You need to flatten the list of roles obtained from the map roleByUsername
.
By the way, there is an inconsistency: according to its name the map is meant to contain usernames as keys, but in the loop you're accessing it by providing the result returned by the call getPassword()
.
Then you need to apply collect
as a terminal operation and provide collector toMap()
as an argument in order to generate a map which associates roleId
with a single user.
List<Role> roles = // initialing the list of roles
Map<String, List<Role>> roleByUsername = roles.stream()
.collect(Collectors.groupingBy(Role::getRoleId));
List<User> users = List.of(new User(), new User());
Map<String, User> userByRoleId = users.stream()
.flatMap(user -> roleByUsername.get(user.getPassword()).stream()
.map(role -> Map.entry(role.getRoleId(), user)))
.collect(Collectors.toMap(
Map.Entry::getKey,
Map.Entry::getValue
));
But there's a logical problem here.
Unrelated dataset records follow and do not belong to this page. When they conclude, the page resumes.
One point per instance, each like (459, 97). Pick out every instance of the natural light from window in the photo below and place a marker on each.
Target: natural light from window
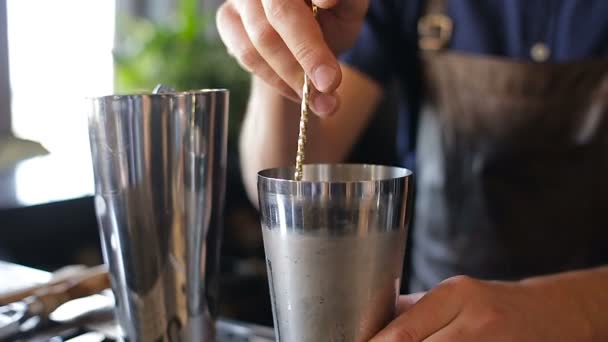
(60, 52)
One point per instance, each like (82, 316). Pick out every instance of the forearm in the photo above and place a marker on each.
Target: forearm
(583, 292)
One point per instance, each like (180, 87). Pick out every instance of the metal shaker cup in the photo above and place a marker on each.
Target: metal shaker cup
(334, 245)
(160, 162)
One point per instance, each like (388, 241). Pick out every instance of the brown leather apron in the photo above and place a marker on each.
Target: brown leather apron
(512, 164)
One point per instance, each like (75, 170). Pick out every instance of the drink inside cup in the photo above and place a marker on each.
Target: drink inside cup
(334, 246)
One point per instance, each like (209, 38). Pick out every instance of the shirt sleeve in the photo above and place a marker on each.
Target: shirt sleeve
(375, 50)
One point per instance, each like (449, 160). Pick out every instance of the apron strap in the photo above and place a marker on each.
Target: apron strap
(434, 27)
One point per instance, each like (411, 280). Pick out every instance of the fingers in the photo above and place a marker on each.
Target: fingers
(432, 312)
(406, 302)
(295, 24)
(232, 32)
(324, 104)
(269, 44)
(452, 332)
(325, 4)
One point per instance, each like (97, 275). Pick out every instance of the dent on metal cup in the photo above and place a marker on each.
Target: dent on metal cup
(159, 162)
(334, 245)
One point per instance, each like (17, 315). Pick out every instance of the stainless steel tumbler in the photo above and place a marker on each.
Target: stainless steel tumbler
(160, 162)
(334, 245)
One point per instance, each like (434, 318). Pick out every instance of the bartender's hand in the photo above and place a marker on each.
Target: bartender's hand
(465, 309)
(277, 39)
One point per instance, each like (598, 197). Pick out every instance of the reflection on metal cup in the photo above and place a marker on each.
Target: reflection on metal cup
(159, 162)
(334, 245)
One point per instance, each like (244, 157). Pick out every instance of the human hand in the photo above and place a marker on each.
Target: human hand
(277, 40)
(465, 309)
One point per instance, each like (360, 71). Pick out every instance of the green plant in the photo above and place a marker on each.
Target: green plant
(183, 53)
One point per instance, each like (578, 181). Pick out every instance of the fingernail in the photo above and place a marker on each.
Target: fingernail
(324, 77)
(324, 104)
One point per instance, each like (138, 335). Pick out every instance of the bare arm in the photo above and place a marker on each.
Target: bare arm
(270, 130)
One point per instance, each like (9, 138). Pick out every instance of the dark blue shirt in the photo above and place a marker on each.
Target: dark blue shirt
(387, 46)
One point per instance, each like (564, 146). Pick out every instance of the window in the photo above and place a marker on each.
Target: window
(60, 52)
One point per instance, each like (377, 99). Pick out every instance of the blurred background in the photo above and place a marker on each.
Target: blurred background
(54, 54)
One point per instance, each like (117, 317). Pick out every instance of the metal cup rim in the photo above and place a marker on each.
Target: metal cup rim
(172, 94)
(269, 174)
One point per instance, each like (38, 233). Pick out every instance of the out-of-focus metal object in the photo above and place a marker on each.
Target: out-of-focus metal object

Assuming that roleId
is unique for every role, but there could multiple users having the same role. Unless you have designed an application where every user has a unique role.
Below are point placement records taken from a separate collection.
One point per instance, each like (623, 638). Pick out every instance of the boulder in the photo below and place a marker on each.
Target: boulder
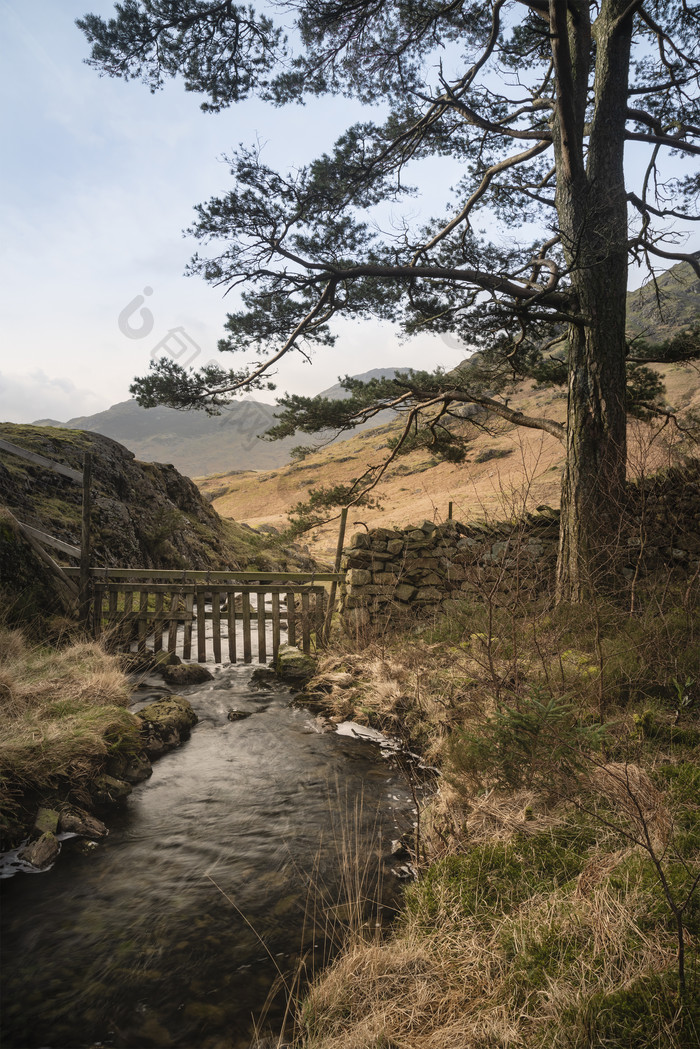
(186, 673)
(47, 820)
(108, 790)
(234, 714)
(76, 821)
(42, 852)
(166, 723)
(294, 667)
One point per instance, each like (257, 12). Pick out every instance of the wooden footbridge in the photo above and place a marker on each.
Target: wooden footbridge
(204, 616)
(234, 616)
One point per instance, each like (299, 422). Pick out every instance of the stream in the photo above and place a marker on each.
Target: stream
(173, 930)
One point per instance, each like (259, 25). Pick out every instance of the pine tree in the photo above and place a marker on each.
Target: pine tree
(536, 100)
Therefore, it makes sense to change the map type to Map<String, List<User>>
so that a collection of user would be mapped to each roleId
.
And to achieve that, we need to change the collector from toMap
to groupingBy()
in conjunction with mapping()
and toList()
.
Map<String, List<User>> userByRoleId = users.stream()
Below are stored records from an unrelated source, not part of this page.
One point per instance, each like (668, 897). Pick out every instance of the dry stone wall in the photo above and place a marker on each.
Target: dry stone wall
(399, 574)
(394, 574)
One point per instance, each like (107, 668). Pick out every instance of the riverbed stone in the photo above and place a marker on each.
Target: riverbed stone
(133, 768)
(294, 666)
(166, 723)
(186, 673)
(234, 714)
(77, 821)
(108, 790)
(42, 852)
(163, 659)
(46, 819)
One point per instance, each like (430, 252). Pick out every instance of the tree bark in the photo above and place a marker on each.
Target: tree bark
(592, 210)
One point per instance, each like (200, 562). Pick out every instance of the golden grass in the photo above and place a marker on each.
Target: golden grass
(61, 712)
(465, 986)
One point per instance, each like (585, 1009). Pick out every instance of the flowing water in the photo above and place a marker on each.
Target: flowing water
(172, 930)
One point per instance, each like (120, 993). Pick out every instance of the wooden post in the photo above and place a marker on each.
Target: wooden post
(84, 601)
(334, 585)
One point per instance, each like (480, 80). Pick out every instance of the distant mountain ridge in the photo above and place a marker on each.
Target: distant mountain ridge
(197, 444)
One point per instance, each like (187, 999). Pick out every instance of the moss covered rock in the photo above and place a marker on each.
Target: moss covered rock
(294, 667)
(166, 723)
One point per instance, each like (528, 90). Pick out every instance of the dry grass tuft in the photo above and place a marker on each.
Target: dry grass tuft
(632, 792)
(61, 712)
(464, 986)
.flatMap(user -> roleByUsername.get(user.getPassword()).stream()
.map(role -> Map.entry(role.getRoleId(), user)))
.collect(Collectors.groupingBy(
Map.Entry::getKey,
Collectors.mapping(Map.Entry::getValue,
Collectors.toList())
));
Sidenotes:
Collector groupingBy()
has a flavor that expects only one argument - classifier
function. It will store all elements mapped to the same key into a list by default. You don't need to provide toList()
as a downstream.
Write your code against interfaces like Map
, don't make it dependent on concrete implementations: What does it mean to "program to an interface"?